At this point in time, Warhol had already presented his retrospective series, conjuring an inviting effervescence and sense of nostalgia. With this in mind, works from
the Knives series came as somewhat of a shock to his audience, observing the tidal shift towards silkscreened knives, guns, and dollar signs. First exhibited in 1982 at the Castelli-Goodman-Soloman gallery in East Hampton, New York, the series displayed an unsettling and profound contrast between its lavish venue and Warhol’s rather macabre and cynical subjects. In a sense, Warhol was providing a prescient commentary on the impending economic disparity, decadence and rising crime rates of the 1980s; perceptively identifying the more sinister themes in the American consciousness. While he chose to appear removed from his sources of content and from the general criticism of rampant greed and violence in American culture, the Knives series extol a sense of American history and frontier romanticism; reminders that “crime, murder, and brutality could always surface unexpectedly and then just as quickly disappear.” (R. Rosenblum, “Warhol’s Knives”, Koln, 1998, p. 9)
Indeed, Warhol’s sharp subjects were first captured with a Polaroid camera, and subsequently blown up to a large format silkscreen. Knives, 1981-1982, is void of dening characteristics other than the fact that they could conceivably be found in any home in America. Akin to his iconic Coke bottles, Warhol’s particular selection of knives reflects his devotion to the ubiquity and banality of certain images; favored for their transposable and transformative qualities. Instead of photographing the interesting and eccentric blade, he chose to revisit a common object, drawing our attention ever closer to the formal exquisiteness of a blade. The knives themselves are not a silkscreen of their developed image, but of Warhol’s photographic negative. Rather than exist dully, their blades failing to reflect the light of the flash, Warhol’s inverse image gives our subjects blades a fantastically lucid surface, nearly supernatural in their glow. Warhol’s negative also blurs the edges of each independent imprint of the knives, delivering us not only three knives, but the illusion of knives in motion. In this way, Warhol grants an alarmingly evocative interpretation of objects, delivered with mischievous edge.

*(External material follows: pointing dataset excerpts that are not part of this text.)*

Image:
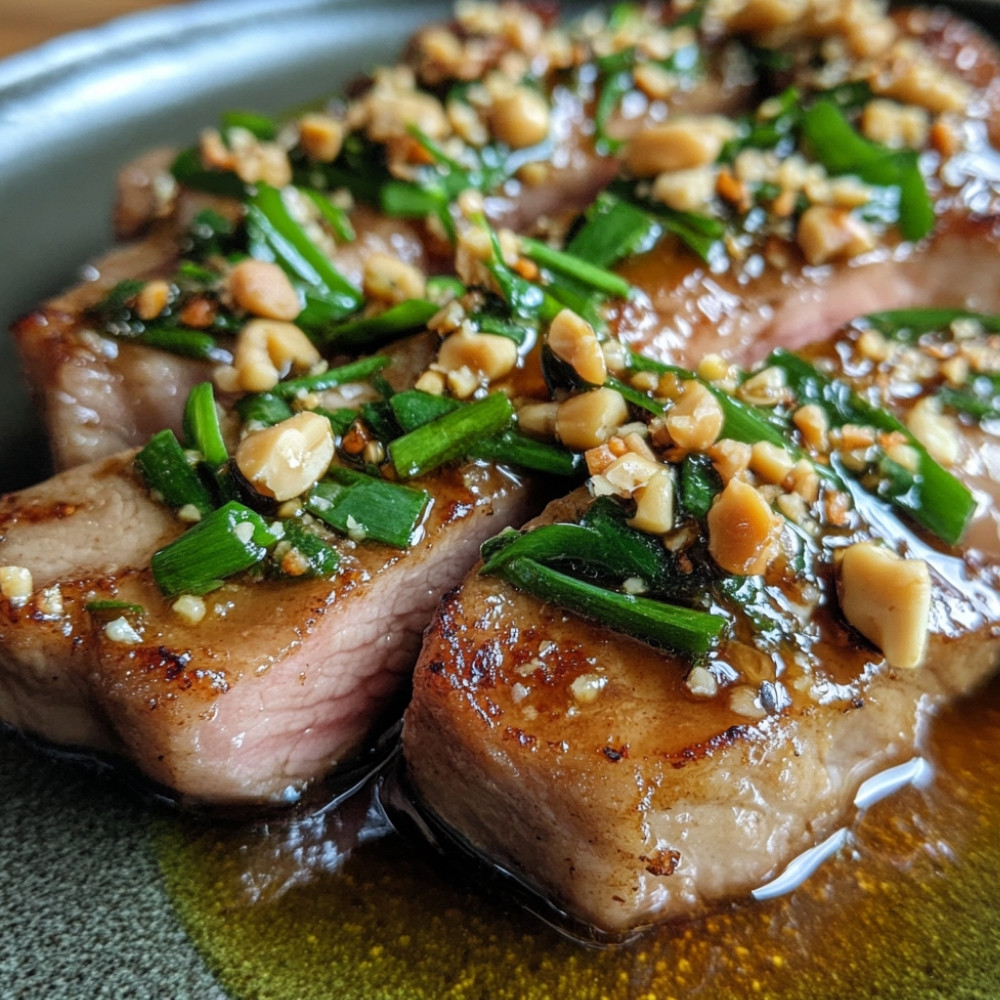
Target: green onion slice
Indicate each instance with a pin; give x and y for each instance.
(315, 557)
(167, 470)
(909, 325)
(597, 278)
(201, 425)
(356, 371)
(931, 496)
(667, 625)
(366, 507)
(371, 332)
(226, 541)
(842, 150)
(614, 229)
(450, 436)
(276, 235)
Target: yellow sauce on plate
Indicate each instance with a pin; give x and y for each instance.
(296, 910)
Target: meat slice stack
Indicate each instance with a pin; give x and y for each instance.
(607, 778)
(277, 686)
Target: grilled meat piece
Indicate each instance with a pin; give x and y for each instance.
(277, 685)
(582, 762)
(98, 395)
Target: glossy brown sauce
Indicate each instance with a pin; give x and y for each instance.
(334, 905)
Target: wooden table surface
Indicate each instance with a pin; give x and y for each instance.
(24, 23)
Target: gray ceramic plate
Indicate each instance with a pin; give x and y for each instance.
(105, 895)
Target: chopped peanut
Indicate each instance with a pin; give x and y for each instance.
(688, 190)
(654, 504)
(589, 419)
(152, 299)
(391, 280)
(936, 431)
(812, 423)
(538, 419)
(679, 144)
(520, 118)
(826, 233)
(285, 460)
(695, 420)
(888, 600)
(730, 458)
(15, 583)
(572, 339)
(262, 288)
(321, 137)
(190, 607)
(629, 472)
(266, 348)
(743, 531)
(489, 355)
(701, 683)
(895, 125)
(770, 462)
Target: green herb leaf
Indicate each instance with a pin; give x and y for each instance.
(666, 625)
(450, 436)
(226, 541)
(276, 235)
(356, 371)
(371, 332)
(366, 507)
(167, 470)
(935, 499)
(201, 425)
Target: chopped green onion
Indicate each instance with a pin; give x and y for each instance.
(226, 541)
(699, 485)
(167, 470)
(262, 409)
(334, 216)
(634, 396)
(356, 371)
(614, 229)
(502, 328)
(842, 150)
(614, 87)
(979, 398)
(188, 170)
(366, 507)
(569, 264)
(909, 325)
(370, 332)
(512, 447)
(276, 235)
(935, 499)
(681, 629)
(201, 425)
(340, 419)
(315, 556)
(413, 408)
(443, 287)
(184, 342)
(450, 436)
(601, 546)
(109, 607)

Considering his keen observance of the everyday, it is interesting to note that Warhol had originally turned his attention to exotic knives and daggers, before refocusing on the apparent banality of household knives. Recollecting the artist’s process, Vincent Fremont, who worked with Warhol, describes how the decision unfolded: “We knew that Chris Stein from Blondie collected handmade knives and unusual daggers. Chris brought some to the studio for Andy to photograph. But after reviewing the pictures, Andy asked Jay Shriver, his new art assistant, to buy some ordinary kitchen knives from a Bowery restaurant supply store. Jay came back with some Galaxy 8-inch slicers and, of course, a receipt. Andy photographed the ordinary knives in various formations and they were chosen. How many times does one read about someone picking up a kitchen knife and plunging it into his wife or her husband in a moment of jealous rage?” (Vincent Fremont, quoted in exhibition catalogue, Cast a Cold Eye: The Late Work of Andy Warhol, Gagosian Gallery, New York, 2006, p. 157)

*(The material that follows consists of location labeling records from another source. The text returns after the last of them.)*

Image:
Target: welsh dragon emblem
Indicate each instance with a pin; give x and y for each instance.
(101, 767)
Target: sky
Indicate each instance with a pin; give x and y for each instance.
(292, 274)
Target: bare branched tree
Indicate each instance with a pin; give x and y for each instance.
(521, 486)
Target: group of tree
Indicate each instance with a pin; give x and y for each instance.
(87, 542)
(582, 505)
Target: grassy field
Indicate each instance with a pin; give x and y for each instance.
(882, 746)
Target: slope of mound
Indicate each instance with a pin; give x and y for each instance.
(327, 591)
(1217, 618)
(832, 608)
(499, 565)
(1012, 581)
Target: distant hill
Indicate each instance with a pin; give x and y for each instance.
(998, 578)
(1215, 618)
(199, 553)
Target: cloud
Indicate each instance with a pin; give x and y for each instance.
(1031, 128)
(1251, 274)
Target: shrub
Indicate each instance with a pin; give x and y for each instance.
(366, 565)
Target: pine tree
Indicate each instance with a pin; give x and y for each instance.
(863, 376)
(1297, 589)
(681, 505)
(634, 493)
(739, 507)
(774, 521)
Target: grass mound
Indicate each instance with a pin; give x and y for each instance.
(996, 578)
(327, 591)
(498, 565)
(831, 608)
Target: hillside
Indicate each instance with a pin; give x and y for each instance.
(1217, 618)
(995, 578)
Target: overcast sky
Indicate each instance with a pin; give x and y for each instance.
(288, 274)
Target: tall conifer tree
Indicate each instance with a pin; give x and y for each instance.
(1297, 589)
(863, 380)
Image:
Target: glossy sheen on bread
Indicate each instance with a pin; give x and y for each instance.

Knives, 1981-1982, exemplifies one of Warhol’s favorite compositions, the overlap. Here, three identical images appear diagonally superimposed, each blade slicing through the next. These multiple arrangements invite comparisons to his earlier depictions of violent imagery, car crashes and the electric chair, just as they might invite comparison to domestic dramas as depicted in the Tunafish Disaster, 1963. Warhol’s use of multiple images mirrors the myriad uses of the same image in society at large. Whether in its use in the media following a grisly murder or afterwards, in our own recollections, the repetition of Warhol’s image is a tantamount to its omnipresence in collective consciousness, proliferated through mass media. Certainly, while Warhol “can remind us that his work is firmly rooted in the facets of American life and death that never stopped nourishing his documentary eye and his visionary imagination” (R. Rosenblum, “Warhol’s Knives”, Koln, 1998, p. 15), he can simultaneously present us with an eminently recognizable image, and one that is, at its core, a simple slice of American life.